The Forester comparison came as a surprise.

Not so the references to Crichton and Clancy, because I had dutifully studied several of their books line by line. I had done it to unearth the magic that allowed them to write blockbuster tales worthy of millions of readers.

The literary agency must have sent me that reader's report, which they characterized as "glowing", simply to buy themselves time to take a closer look at the book. Unfortunately, not only did they unnecessarily inflate my hopes, but when they passed on Ninth Day of Creation they confirmed an uneasy suspicion of mine that had gradually taken root.

Remarks from less attentive agents - that they were "Not too hot on science right now", or that I should consider splitting my book and publishing it as two volumes - had convinced me that whatever Crichton and Clancy had going for them, agents were not exactly climbing over each other to try to reproduce it with a new writer.

So when that reader's report, which expressed more than a little enthusiasm for my book and its author, failed to inspire the agent who had commissioned it in the first place I stopped believing anyone might be willing to represent me and help me find a suitable national publisher.

But I did not completely give up. I went ahead and published the book myself as a print on demand title. But my prospective career as a writer of fictional tales had come to an end.

Several years later, after I got distracted with other things, my publisher account was deactivated then deleted, and the book fell out of print. Then in 2020 I discovered Medium.com, the article publishing platform that paid writers according to how often their stories were read.

How To Read The Book Online

An idea began to hatch in my head for how to use Medium to restore Ninth Day of Creation and place it in front of an audience that was already known to read. Although, I was much less certain they were a novel-reading audience. I

For reasons that become apparent once you beginning reading the book, Ninth Day of Creation is not well-suited to publication on platforms like Kindle and other small-screen format devices. So Medium looked promising and I sent ahead and created an online version of the book.

The first third of the book (Part I) amounts to about 7 hours of reading. It is freely available to anyone with a browsing device:

Click here for Part I of Ninth Day of Creation (available on Medium.com)

The other two thirds of the book, which make up Part II and represent almost 13 hours of reading time, are located "behind" the Medium paywall. That means you need to be a paid Medium subscriber to be able to access the remaining part of the book. The appeal of a Medium subscription is that it costs just $5 per month and you can cancel at any time.

What is interesting about Medium in the context of using it as a publishing platform for a novel, or a book in general, is that the site is not set up to handle this and the platform itself does not seem interested in trying to make its publishing tool friendly to authors of book-length works.

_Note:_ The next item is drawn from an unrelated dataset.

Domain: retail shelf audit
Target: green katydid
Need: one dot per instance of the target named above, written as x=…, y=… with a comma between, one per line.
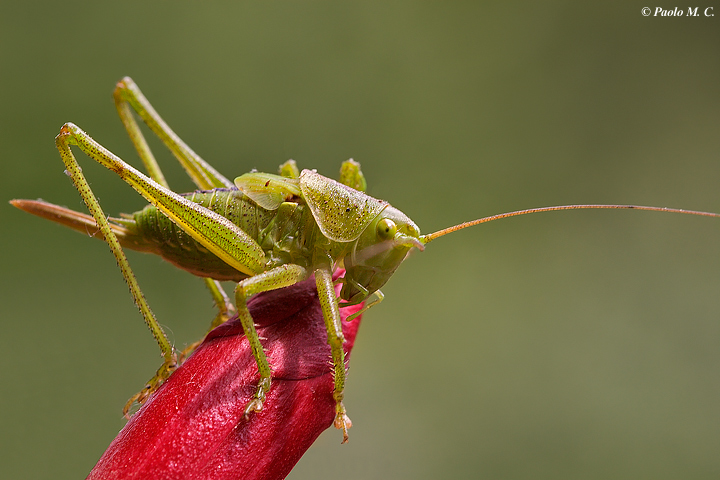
x=263, y=231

However, with some perserverance I was able to figure out how to do it in a way that should keep most readers of online books happy.

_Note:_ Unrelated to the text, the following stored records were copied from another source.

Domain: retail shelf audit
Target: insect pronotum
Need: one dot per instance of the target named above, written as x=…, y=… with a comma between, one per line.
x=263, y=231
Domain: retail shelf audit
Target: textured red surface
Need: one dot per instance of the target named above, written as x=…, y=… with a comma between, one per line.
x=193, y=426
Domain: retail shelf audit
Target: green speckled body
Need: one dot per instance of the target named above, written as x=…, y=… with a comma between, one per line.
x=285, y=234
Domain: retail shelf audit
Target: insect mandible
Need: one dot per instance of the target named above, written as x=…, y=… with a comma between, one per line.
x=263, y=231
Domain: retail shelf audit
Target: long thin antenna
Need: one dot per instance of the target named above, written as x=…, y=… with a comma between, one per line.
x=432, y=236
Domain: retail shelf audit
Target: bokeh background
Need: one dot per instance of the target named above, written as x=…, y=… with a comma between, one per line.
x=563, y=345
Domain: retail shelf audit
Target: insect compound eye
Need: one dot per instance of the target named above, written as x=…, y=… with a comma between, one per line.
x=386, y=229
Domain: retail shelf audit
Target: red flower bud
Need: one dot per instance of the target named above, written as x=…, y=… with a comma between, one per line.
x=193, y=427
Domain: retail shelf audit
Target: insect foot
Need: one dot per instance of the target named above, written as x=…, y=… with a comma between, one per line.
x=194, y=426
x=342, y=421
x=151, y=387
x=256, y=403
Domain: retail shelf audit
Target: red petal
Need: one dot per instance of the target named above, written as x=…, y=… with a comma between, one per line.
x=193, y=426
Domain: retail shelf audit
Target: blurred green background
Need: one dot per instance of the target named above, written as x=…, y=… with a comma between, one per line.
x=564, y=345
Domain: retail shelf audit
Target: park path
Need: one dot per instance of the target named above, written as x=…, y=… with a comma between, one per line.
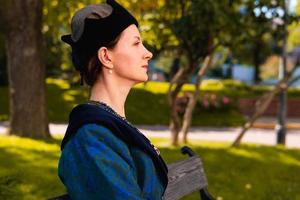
x=262, y=134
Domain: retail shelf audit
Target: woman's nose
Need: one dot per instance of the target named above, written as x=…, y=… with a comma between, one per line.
x=148, y=55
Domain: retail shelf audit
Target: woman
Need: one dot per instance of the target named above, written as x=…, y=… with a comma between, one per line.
x=103, y=155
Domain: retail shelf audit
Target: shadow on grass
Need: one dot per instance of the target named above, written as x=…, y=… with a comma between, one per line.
x=28, y=172
x=247, y=172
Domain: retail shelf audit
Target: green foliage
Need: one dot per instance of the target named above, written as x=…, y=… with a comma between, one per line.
x=147, y=103
x=245, y=173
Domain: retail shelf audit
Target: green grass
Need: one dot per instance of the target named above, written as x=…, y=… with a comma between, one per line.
x=28, y=169
x=146, y=104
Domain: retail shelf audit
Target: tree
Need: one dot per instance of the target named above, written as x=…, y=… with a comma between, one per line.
x=22, y=22
x=199, y=27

Who Would Really Enjoy Ninth Day of Creation?

I wrote the kind of book I thought I would might keep me glued to the page if I was a first-time reader. That means if any of the following statements seem like they apply to you then there is a very good chance you will thoroughly enjoy the book.

  • You especially like the scientific plot lines of Michael Crichton novels.
  • You like stories for which the plot lines are intricate, interwoven, and completely unpredictable.
  • You enjoy stories with strong female characters.
  • You have read one or more of Tom Clancy's books in which two or more nations find themselves on the brink of military engagement with each other.
  • You particularly like military stories involving submarine / anti-submarine warfare.
  • You like reading stories for which the science and technology seems so realistic that you have a hard time finding the dividing line between fiction and fact.

If you discover, once you begin reading Ninth Day of Creation, that you find it is hard to put the book down, then you are exactly the reader I was writing for all those years ago and I am happy to have found you.